Local oil producers generally see the permitting interruption more as an inconvenience than an impediment.
Aera spokeswoman Cindy Pollard said the situation challenges the company's ability to be flexible. But because Aera plans long-term, she said it hasn't presented much of a problem so far.
"It would take a sustained period of no permits before you would begin to see impacts," Pollard said. "And because of the flexibility we have to do other work in the business, … that (the permitting halt) is not an impact to us."
She said the company respects the state's right to take whatever time is necessary to review fracking permit applications, consistent with California's existing regulations, and added the company has dozens of frack permits awaiting final state approval.
A spokesman for Berry Petroleum said by email the permitting interruption has not impacted the company's operations and will not affect its plans for at least the remainder of this year or 2020. He added Berry has no fracking permits applications awaiting state approval.

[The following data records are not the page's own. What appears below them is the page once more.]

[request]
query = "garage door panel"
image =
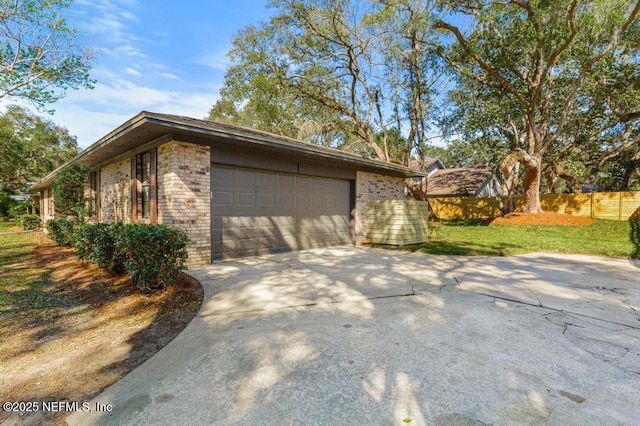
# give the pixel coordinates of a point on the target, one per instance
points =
(256, 212)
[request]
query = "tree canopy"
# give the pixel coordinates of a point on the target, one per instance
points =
(340, 73)
(39, 55)
(542, 77)
(551, 87)
(31, 147)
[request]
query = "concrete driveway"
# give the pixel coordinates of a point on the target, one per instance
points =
(363, 336)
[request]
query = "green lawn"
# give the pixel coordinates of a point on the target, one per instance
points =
(603, 237)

Spokesman Todd Crabtree said no one from any state agency reached out to Berry to discuss the interruption in permitting. He said industry groups have asked when permitting will resume but that no answer has been provided.
"We do not believe the halt in permit approvals is unexpected given the current vacancy at the head of DOGGR and the governor’s desire to deliver a greener energy policy," Crabtree wrote. "As a local energy producer, Berry hopes a resolution can be accomplished in a manner that won’t negatively impact jobs, local economies and affordable energy for all Californians."
California Resources Corp. spokeswoman Margita Thompson said by email that less than one-tenth of the company's oil wells use fracking and that the company has five permits pending final approval by the state.
"Since our hydraulic fracturing permits meet the regulatory requirements, we expect the state to issue them in accordance with SB-4," she wrote, referring to 2014's Senate Bill 4, the legislation that sets forth fracking regulations in California.
Thompson went on to note that while CRC has experienced a 90 percent drop in frack jobs since the bill was enacted, other states have seen a dramatic jump in such operations, including an eight-fold increase in Colorado, to 1,941 frack jobs in 2018.